Ağzını bütün göğü yutarcasına açıyor; a’ları uzatarak seslendirirken neredeyse küçük dili görünüyor. Aldığı derslerden çok iyi bildiği bir şey bu. Düzgün bir telaffuz, aynı zamanda doğru ve pürüzsüz bir söyleyişi de beraberinde getirir. Şan hocasının kaşlarını çatarak kendisine bakışını, ilk günkü gibi yüzünde hissediyor. Aryanın ilk bölümlerini gayet sorunsuz bir şekilde seslendirmesinin ardından, a’ları uzatarak söylediği bu bölümde o baş belası anı yeniden yaşıyor; sesi çatlıyor!

‘‘Aaaaah…
meine Tochter nimmermehr.
Aaaaah…
Sot meine Tochter nimmermehr.’’

Kahretsin! Yüzünden pek belli olmasa da morali bozuluyor; ‘’Yine mi?!’’ serzenişi kopuyor gönlünden, fakat bu düşüncelerini kesinlikle kendine saklamalı. Zira profesyonellik bunu gerektirir — babasının da hep söylediği gibi. Karşısındaki nezaket sahibi dinleyiciler, bu çatlamanın ve ardından gelen detonenin pek farkında değilmiş gibi davranıyorlar. Ona rağmen birkaç yuro bırakan bile oldu para kutusuna. Kim bilir, belki de Mozart’ın Sihirli Flüt’ünün hiç hesapta yokken, Katedral Meydanı’nda öylece yürürken bir anda karşılarına çıkmasıyla yaşadıkları yoğun minnet duygusu ve bu tesadüfün meydana getirdiği sevinç, onlarda sabırlı bir dinleyici profilinin oluşmasına neden olmuştu.

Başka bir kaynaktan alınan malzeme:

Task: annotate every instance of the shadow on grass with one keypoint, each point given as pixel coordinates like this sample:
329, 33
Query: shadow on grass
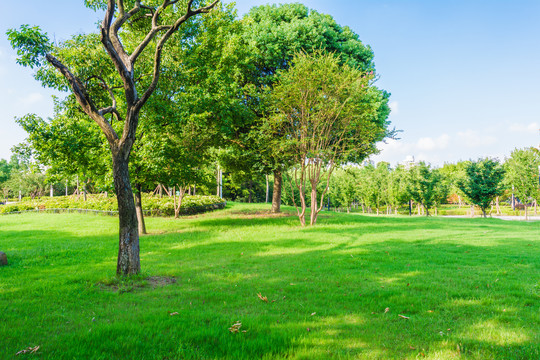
327, 287
445, 288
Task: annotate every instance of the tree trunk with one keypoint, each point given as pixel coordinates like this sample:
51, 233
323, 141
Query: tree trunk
313, 218
128, 249
267, 189
138, 209
276, 192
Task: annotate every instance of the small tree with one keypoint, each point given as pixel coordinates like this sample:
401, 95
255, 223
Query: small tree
522, 171
483, 182
423, 185
326, 114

‘‘Verstossen sei auf ewig und verlassen sei auf ewig,
Zertrümmert sei auf ewig alle Bande der Natur,
Verstossen, verlassen, und zertrümmert
alle Bande der Natur.’’

Evet, burada nispeten daha iyiyim, diye düşündü. Kendisine moral vermeye çalışarak, en azından parçanın devamında çuvallamamak için direniyordu. Çünkü ne zaman arya söylerken sesini bir bölümde beğenmezse, o moral bozukluğuyla devamında da olmadık hatalar yapıyor ve üst üste gelen hatalar silsilesi karşısında ne yapacağını hepten şaşırıyordu.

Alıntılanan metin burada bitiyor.